The Cave
The thin streak of light Michael had discovered entering the cave’s inner chamber had not been there before the explosion. The force of the blast had not been enough to collapse the recess in the stone, but it had been enough to crack and splinter its furthermost wall. The light creeping in through the stone revealed just how far the angular recess of the second chamber folded back on itself: its far wall was in fact facing the cliff-face itself. The shock waves from Bell’s grenade had fragmented the shell, allowing exterior light an entry into the inner chamber for the first time in the thousands of years the cave had been in existence.
Chris approached, running his hands along the seam of light. He grunted with pain as he moved, but wasn’t about to cower motionless in the corner.

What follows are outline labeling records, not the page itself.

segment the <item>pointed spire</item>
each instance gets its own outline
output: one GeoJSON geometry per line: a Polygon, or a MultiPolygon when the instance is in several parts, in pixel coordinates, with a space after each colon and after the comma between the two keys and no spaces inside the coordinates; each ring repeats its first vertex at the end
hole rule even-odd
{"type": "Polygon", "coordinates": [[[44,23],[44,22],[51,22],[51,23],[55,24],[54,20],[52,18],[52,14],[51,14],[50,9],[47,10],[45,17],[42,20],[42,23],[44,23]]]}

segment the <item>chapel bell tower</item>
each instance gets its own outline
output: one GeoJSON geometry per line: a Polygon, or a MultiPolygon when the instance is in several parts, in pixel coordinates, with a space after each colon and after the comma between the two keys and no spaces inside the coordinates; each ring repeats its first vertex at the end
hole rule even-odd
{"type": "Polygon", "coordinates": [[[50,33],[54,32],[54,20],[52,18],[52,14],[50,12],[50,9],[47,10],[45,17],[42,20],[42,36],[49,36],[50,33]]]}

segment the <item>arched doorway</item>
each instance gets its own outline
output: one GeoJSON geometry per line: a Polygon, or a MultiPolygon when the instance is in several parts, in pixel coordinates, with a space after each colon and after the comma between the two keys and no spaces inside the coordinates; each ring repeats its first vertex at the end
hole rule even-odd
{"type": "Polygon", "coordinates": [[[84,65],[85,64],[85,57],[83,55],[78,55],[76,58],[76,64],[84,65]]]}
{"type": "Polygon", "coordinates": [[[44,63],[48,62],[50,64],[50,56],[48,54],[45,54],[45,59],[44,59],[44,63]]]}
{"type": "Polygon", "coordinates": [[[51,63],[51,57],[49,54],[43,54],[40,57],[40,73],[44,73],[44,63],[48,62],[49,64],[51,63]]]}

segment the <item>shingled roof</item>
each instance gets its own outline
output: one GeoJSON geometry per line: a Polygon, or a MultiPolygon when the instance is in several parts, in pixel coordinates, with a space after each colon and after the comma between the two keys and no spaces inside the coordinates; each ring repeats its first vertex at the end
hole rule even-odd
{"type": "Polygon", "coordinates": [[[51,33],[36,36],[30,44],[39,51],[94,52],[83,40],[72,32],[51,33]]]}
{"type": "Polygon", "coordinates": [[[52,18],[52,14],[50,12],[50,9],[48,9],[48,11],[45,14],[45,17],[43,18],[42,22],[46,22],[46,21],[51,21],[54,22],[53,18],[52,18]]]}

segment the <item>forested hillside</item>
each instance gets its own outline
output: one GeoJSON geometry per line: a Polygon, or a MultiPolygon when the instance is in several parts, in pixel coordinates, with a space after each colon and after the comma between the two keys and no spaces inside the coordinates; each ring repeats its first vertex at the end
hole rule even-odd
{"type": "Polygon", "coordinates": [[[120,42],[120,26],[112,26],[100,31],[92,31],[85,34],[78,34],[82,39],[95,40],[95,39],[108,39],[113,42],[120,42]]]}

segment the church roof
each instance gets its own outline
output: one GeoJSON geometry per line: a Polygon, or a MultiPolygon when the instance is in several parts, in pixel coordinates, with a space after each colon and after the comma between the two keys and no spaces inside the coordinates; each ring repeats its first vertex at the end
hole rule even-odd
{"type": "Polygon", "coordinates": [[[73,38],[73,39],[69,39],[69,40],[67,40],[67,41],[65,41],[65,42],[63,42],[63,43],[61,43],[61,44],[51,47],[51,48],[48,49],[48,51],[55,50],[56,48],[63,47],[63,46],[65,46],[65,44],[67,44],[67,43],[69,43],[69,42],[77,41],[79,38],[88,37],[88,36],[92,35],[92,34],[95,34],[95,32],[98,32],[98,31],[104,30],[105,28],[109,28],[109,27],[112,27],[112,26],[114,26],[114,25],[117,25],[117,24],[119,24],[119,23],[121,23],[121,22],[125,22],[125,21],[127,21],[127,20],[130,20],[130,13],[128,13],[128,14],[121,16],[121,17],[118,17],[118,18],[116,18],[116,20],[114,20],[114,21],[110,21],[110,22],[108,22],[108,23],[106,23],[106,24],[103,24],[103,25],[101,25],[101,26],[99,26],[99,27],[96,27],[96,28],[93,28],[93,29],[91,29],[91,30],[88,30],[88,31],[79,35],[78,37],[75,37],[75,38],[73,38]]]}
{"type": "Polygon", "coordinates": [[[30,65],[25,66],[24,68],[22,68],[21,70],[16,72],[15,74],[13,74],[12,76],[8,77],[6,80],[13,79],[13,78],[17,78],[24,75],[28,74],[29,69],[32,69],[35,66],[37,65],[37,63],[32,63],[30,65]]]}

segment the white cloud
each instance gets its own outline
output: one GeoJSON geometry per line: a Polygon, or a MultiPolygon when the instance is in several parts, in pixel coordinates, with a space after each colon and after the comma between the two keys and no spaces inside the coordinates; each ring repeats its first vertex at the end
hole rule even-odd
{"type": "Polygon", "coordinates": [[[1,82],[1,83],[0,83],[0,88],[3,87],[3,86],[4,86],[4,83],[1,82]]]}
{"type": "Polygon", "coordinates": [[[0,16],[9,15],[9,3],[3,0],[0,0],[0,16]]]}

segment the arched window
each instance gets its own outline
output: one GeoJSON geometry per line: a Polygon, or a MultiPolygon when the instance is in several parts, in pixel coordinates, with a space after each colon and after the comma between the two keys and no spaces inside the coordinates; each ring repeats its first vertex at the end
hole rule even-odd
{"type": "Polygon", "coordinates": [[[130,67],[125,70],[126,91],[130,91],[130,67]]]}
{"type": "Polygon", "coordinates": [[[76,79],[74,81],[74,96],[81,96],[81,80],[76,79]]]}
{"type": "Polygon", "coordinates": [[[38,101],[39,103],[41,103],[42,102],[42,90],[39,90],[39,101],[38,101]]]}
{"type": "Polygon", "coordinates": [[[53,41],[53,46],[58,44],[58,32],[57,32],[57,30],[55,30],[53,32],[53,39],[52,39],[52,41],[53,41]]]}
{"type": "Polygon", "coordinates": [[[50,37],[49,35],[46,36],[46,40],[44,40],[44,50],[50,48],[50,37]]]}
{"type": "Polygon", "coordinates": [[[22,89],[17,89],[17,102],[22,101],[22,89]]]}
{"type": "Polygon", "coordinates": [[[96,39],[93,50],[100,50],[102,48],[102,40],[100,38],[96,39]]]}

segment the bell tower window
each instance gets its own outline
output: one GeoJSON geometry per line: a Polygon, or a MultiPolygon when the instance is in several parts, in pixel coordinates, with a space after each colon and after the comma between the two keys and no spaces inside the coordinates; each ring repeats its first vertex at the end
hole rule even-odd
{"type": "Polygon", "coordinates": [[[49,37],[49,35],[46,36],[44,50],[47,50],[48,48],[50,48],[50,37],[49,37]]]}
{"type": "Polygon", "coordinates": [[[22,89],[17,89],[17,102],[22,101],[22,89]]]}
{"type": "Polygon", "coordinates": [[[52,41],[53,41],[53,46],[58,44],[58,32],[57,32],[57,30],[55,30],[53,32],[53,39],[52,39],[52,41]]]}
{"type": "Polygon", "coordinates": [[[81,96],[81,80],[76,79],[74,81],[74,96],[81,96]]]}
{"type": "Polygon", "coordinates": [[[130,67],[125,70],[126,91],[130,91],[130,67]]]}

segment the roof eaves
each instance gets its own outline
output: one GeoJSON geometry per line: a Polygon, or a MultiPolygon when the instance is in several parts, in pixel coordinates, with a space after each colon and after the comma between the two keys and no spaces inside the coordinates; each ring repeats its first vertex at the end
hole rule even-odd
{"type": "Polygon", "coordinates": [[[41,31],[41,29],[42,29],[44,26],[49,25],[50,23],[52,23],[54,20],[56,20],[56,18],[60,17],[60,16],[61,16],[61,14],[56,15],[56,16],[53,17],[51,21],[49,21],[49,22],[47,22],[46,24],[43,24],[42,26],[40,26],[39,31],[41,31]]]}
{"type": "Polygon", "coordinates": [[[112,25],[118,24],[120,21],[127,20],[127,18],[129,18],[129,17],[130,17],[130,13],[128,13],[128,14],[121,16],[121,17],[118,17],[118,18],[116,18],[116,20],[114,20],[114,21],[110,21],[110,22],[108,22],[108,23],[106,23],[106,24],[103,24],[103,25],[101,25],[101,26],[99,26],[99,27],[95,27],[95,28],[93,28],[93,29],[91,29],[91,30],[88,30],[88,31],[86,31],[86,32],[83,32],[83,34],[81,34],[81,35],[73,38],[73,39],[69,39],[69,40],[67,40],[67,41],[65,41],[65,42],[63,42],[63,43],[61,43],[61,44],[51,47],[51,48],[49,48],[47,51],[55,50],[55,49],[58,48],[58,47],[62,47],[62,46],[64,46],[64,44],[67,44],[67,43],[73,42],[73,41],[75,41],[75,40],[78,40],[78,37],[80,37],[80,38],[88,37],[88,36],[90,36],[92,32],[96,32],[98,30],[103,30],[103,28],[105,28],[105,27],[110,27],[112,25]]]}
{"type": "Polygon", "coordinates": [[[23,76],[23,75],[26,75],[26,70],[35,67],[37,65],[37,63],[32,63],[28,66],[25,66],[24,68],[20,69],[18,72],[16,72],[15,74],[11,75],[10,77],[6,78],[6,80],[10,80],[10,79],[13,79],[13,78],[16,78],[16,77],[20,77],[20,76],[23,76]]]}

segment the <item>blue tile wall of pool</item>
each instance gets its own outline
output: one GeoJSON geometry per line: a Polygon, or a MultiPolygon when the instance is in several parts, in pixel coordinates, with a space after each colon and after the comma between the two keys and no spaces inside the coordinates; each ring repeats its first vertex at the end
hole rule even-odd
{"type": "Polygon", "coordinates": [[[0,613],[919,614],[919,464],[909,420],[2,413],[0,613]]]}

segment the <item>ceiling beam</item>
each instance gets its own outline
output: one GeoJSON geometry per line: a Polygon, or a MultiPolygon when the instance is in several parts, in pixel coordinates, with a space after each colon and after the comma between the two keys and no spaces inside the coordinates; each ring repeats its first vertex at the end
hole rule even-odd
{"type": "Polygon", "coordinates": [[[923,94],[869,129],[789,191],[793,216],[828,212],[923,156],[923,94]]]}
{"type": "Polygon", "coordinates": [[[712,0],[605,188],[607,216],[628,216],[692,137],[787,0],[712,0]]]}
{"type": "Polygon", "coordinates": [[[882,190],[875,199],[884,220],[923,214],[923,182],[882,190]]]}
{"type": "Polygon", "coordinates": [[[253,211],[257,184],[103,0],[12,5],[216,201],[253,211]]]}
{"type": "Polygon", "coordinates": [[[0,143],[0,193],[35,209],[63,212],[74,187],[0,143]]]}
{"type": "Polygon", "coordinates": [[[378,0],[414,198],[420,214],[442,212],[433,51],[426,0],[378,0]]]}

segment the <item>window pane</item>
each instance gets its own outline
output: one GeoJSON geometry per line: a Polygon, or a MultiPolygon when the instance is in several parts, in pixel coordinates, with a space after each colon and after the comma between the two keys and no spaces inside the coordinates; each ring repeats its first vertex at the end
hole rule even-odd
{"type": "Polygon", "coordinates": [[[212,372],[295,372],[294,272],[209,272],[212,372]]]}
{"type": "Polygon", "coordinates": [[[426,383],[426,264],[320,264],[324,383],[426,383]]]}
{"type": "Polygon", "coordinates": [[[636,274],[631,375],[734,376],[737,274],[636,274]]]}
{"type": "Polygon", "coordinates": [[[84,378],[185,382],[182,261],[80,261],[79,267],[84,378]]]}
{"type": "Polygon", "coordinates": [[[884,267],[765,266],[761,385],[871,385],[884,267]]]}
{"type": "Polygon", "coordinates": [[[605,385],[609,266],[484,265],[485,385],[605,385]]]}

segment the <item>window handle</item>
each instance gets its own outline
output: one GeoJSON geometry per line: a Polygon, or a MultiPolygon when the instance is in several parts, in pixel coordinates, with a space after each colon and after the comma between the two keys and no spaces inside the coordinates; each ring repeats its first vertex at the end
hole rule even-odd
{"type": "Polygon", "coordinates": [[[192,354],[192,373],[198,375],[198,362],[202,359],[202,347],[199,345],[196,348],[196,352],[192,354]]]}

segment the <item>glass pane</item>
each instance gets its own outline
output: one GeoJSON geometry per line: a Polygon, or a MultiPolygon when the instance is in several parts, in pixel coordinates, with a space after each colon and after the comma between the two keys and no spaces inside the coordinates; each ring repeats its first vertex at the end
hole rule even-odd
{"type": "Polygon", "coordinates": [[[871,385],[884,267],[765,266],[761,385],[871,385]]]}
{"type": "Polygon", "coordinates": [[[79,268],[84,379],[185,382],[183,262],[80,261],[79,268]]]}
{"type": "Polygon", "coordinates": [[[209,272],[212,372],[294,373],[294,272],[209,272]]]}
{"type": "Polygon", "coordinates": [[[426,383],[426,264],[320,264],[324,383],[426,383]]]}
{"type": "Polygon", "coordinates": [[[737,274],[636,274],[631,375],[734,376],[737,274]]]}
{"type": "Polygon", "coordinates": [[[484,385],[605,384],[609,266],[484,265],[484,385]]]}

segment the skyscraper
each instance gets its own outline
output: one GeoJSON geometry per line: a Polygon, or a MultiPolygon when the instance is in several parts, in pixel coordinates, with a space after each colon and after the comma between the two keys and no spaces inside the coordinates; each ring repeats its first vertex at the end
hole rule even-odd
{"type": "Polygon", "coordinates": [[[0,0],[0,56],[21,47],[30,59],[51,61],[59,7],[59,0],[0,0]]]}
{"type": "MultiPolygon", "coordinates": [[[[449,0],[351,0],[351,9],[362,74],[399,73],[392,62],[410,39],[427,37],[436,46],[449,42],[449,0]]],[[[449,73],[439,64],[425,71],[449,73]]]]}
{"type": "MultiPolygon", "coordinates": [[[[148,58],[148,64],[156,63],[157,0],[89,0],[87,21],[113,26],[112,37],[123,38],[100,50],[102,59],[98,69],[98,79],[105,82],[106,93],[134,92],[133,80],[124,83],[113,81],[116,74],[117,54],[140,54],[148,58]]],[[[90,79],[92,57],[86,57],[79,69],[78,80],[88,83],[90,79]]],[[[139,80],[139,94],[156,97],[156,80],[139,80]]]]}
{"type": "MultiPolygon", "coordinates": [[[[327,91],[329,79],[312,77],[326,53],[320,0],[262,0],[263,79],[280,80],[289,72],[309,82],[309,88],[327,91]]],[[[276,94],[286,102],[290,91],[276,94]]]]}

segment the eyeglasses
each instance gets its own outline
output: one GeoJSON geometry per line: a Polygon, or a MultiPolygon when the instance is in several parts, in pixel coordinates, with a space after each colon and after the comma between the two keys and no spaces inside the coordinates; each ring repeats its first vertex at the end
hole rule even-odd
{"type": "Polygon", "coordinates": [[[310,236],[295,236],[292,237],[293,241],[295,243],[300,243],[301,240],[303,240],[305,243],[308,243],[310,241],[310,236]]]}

‘It’s narrow,’ he observed. ‘Couldn’t fit a sheet of paper through that. And there are no signs of it being anything more than a rift.’ The thin ray of light coming through the stone brought the reality of the desert outside tantalizingly close, but it still didn’t mean they had any way of getting to it.
‘If there’s a splinter here,’ Michael answered, ‘it means there might be weaknesses elsewhere.’
Emily stared at the tiny fracture of light. She hadn’t felt claustrophobic before: not when they were in the cave in the dark, not when the bomb went off and they found the entrance blocked in. But as she saw sunlight out of grasp, the crushing feeling of being trapped started to well up uncontrolled. She had the sudden, horrible fear that this might be the last daylight she ever saw.
Chris extracted his knife from its sheath and began using the blunt end to thump against the stone of the cave’s exterior wall, sounding for differences in the noise that echoed back. As he thumped near the slender crack that had formed, the sound was solid and deep. As he moved further away, it became deeper, less resonant, until at three feet away it was barely more than a muffled thud.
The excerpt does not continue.